Por qué los mediapuntas clásicos (los “10”) han desaparecido del fútbol moderno europeo

Hace unos años, en el fútbol se veían jugadores mágicos que jugaban entre líneas, con el número 10 en la espalda y el balón pegado al pie. Eran los mediapuntas, los maestros del juego, los que creaban goles con un pase perfecto. Pero hoy, en los estadios de Europa, esos futbolistas casi no se ven. ¿Por qué pasó esto? Los equipos ahora juegan más rápido, defienden alto y necesitan jugadores que corran mucho. El fútbol moderno pide más intensidad, menos tiempo para pensar. Por eso, el clásico 10 se fue quedando de a poco fuera del campo.

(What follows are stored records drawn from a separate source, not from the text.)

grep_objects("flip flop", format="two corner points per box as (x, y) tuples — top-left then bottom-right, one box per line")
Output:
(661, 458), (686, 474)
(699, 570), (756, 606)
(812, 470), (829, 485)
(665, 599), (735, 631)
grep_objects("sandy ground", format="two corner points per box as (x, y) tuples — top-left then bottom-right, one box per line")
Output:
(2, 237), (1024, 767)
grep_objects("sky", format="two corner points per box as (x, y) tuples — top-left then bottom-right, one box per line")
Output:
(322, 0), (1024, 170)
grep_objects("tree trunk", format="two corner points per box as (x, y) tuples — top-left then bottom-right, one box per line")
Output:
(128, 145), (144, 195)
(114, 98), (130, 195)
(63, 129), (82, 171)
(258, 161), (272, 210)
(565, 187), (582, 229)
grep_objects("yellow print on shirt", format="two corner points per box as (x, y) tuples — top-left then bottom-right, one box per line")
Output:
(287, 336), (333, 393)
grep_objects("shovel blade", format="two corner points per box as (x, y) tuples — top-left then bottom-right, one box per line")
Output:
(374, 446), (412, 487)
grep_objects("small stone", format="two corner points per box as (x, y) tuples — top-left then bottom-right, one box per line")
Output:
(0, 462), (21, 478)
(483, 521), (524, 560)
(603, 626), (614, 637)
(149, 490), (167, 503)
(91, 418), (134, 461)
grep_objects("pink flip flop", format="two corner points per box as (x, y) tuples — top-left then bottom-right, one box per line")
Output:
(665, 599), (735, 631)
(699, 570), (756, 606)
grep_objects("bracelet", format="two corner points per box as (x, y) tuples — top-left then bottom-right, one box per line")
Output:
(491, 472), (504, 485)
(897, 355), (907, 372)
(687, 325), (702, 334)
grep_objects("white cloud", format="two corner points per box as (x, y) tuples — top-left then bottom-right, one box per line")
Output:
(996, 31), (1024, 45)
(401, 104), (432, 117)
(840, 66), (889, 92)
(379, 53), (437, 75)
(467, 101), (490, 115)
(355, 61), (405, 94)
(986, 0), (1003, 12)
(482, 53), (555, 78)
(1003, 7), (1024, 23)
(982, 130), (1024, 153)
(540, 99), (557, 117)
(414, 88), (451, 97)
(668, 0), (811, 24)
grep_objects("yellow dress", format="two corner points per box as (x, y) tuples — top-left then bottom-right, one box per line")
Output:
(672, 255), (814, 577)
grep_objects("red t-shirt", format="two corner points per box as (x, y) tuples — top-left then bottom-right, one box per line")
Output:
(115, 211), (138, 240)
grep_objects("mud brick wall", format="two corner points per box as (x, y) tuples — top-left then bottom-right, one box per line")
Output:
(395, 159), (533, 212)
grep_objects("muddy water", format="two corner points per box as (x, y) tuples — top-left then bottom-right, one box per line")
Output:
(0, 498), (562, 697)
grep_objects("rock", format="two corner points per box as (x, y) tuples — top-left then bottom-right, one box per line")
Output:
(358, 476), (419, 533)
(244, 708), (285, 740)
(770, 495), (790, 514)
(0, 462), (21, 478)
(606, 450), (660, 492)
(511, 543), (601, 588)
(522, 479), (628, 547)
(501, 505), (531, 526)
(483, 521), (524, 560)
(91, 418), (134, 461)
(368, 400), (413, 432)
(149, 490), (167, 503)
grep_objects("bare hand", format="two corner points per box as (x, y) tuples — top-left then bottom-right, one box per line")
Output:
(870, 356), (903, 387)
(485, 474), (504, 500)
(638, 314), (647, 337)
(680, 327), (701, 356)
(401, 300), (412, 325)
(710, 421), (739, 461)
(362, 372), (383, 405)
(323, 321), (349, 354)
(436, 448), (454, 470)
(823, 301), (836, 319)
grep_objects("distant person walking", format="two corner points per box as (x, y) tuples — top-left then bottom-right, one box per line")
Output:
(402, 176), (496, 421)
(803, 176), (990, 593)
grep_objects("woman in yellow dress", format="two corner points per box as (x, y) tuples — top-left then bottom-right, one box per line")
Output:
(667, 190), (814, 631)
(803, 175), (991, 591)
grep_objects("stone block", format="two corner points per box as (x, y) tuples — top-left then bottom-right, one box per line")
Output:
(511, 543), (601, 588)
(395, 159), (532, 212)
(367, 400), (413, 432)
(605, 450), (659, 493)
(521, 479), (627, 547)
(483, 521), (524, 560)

¿Por qué ya no vemos a esos jugadores elegantes con la pelota y la camiseta 10 en el campo?

En los años anteriores, era común ver en los equipos de fútbol europeos a un jugador especial que se movía entre líneas, con un talento natural para crear jugadas, dar pases decisivos y tener el balón en los momentos clave. Este jugador, conocido como el mediapunta o simplemente el 10, era la chispa del equipo. Personajes como Diego Maradona, Zinedine Zidane, Ronaldinho o Juan Román Riquelme encarnaban ese rol con magia y elegancia. Sin embargo, en el fútbol moderno europeo, estos jugadores parecen haber desaparecido casi por completo. ¿Por qué sucede esto? Varias razones explican este cambio: el estilo de juego ha evolucionado, las exigencias físicas son mayores, los entrenadores buscan equilibrio táctico, y los jóvenes talentos ahora se desarrollan bajo otros modelos. A continuación, explicamos en detalle cinco factores clave que han llevado a esta transformación.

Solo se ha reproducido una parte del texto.